Solitamente siamo pacati nel rispondere, ma questo commento ci ha comunque urtati profondamente. Esso contiene in sé una tale quantità di malafede, da averci indotti a una risposta inusualmente sopra le righe:

Questa è la solita cazzata immonda delle femministe di oggi, quelle fanatiche del femminicidio. Così vi parate le spalle. Ma siete del tutto fuori strada. Il problema non è l’abbandono, ma la devastazione per la perdita di un progetto comune, dunque di una compagna, dei figli, della sicurezza economica. Di un complesso di valori condiviso che dà senso alla vita. L’abbandono non c’entra niente.

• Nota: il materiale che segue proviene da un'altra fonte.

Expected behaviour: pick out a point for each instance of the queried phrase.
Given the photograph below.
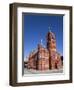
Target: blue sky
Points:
(36, 28)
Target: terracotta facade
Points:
(45, 58)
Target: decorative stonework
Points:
(45, 58)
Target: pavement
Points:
(31, 71)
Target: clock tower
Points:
(51, 46)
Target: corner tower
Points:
(51, 46)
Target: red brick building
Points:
(45, 58)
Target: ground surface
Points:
(30, 71)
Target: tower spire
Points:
(41, 42)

Vediamo bene che razza di madri siete con i figli e non vi vogliamo certo come madri, dunque l’abbandono non c’entra. Abbiamo già le nostre madri, di cui di solito non valete un’unghia. Quello che cerchiamo è uno stare insieme, la creazione di un complesso valoriale mancando il quale molto spesso non resta che la morte. Spesso facilitata dalle tante crudeli umiliazioni a cui sottoponete noi e il progetto stesso. Porti il massimo rispetto a questi uomini. Uscite dal paradigma individualista da Sex and the city, fatto di shopping e trombamici. Oppure restateci se il vostro livello non vi permette niente di più evoluto. Ma per lo meno portate rispetto per chi è talmente migliore di voi da concepire di morire per il crollo di ciò che amava, per cui aveva speso la vita e l’avrebbe spesa ancora fino alla fine.

Rileggendo il botta-e-risposta, al netto delle nostre espressioni colorite dettate dalla saturazione nel dover leggere certi concetti particolarmente irrispettosi e sudici, ci siamo resi conto che esso contiene il nucleo fondamentale che sta al cuore della questione degli equilibri di genere, della narrazione che oggi se ne fa, e di tutto ciò che ne consegue (inclusa la famigerata legge anti-stalking).

donna-con-coltelloIl commento della lettrice si conforma alle risposte (“non accetta l’abbandono”, “considera la donna sua proprietà”, sono le più gettonate) che tipicamente vengono date, dalle donne stesse e dai media, a fronte della disperazione maschile, specie a quella più estrema, che finisce per esprimersi in violenza verso terzi o, molto più spesso, verso se stessi. Nel farlo, cerca disperatamente un alibi che deresponsabilizzi il genere femminile dalle conseguenze della violenza sottile e sadica che istintivamente sa mettere in atto. Una fuga codarda dalla propria potenziale mostruosità, con il tentativo di incolpare, come se non bastasse, il maschio.

Ma un modo anche per interpretare la propria libertà, indipendenza ed emancipazione non come un percorso che può realizzarsi a prescindere dall’uomo e soprattutto dalla sua distruzione, magari basato sul merito, sulla capacità di prendere scelte etiche da mantenere orgogliosamente,  bensì come una negazione dell’umanità più profonda dei bisogni di cui, a quanto pare, soprattutto gli uomini sono oggi interpreti. Bisogni espressi dalla nostra risposta.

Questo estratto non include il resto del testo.